Abstract

A physical model of thrust faulting has been constructed out of elastic foam rubber. The thrust wedge has an angle of 25°., and is forced from the back by a steel-hydraulic system of effectively infinite rigidity, analogous to the force exerted by tectonic plates. The observed particle motions show many features different from those commonly assumed in dislocation models of subduction thrusts. Interface waves associated with fault opening propagate along the thrust plane (from the back) and temporarily decouple the overlying hanging wall plate from the foot wall. Because of the geometry of the reflecting fault boundary, and the free surface (also reflecting), energy is trapped in the wedge and, as a consequence, the particle motions and energy in the hanging wall are much greater than in the foot wall.

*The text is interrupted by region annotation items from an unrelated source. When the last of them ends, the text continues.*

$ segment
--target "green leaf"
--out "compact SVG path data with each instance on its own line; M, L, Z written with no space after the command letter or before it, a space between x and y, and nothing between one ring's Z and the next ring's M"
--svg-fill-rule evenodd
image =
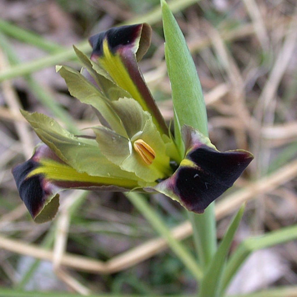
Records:
M243 205L230 224L209 263L200 284L198 297L219 296L225 263L244 211Z
M178 126L184 124L208 135L206 109L196 68L184 37L164 0L161 0L165 57Z
M223 292L227 289L242 263L253 252L296 239L297 225L245 239L234 251L227 263L222 277L221 292ZM276 294L274 296L277 297L282 295ZM259 293L259 297L262 296L266 295ZM288 294L288 296L291 295Z
M184 36L165 0L161 0L165 59L171 83L175 137L182 157L184 148L179 129L184 124L208 136L205 104L196 67ZM204 214L189 213L200 264L209 263L217 248L214 204Z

The interface wave and the energy trapped in the upper plate propagate up the wedge and break out at the toe of the thrust with a spectacular increase in motions. If this model is analogous to the real earth, it suggests that some common assumptions in dislocation modeling may be incorrect. The model may explain apparent missing energy radiated to teleseismic distances, the anomalously low number of empirical Green’s functions needed to model teleseismicp waves, and the evidence of intense shaking on the hanging wall toe of some thrust fault earthquakes. The results support the suggestion that interface waves may explain the lack of high frictional heat generation from thrust faults, and may explain the ‘paradox of large overthrusts’. The results also suggest that the seismic hazard of great subduction thrust earthquakes and continental shallow angle thrust faults might in some cases be seriously underestimated.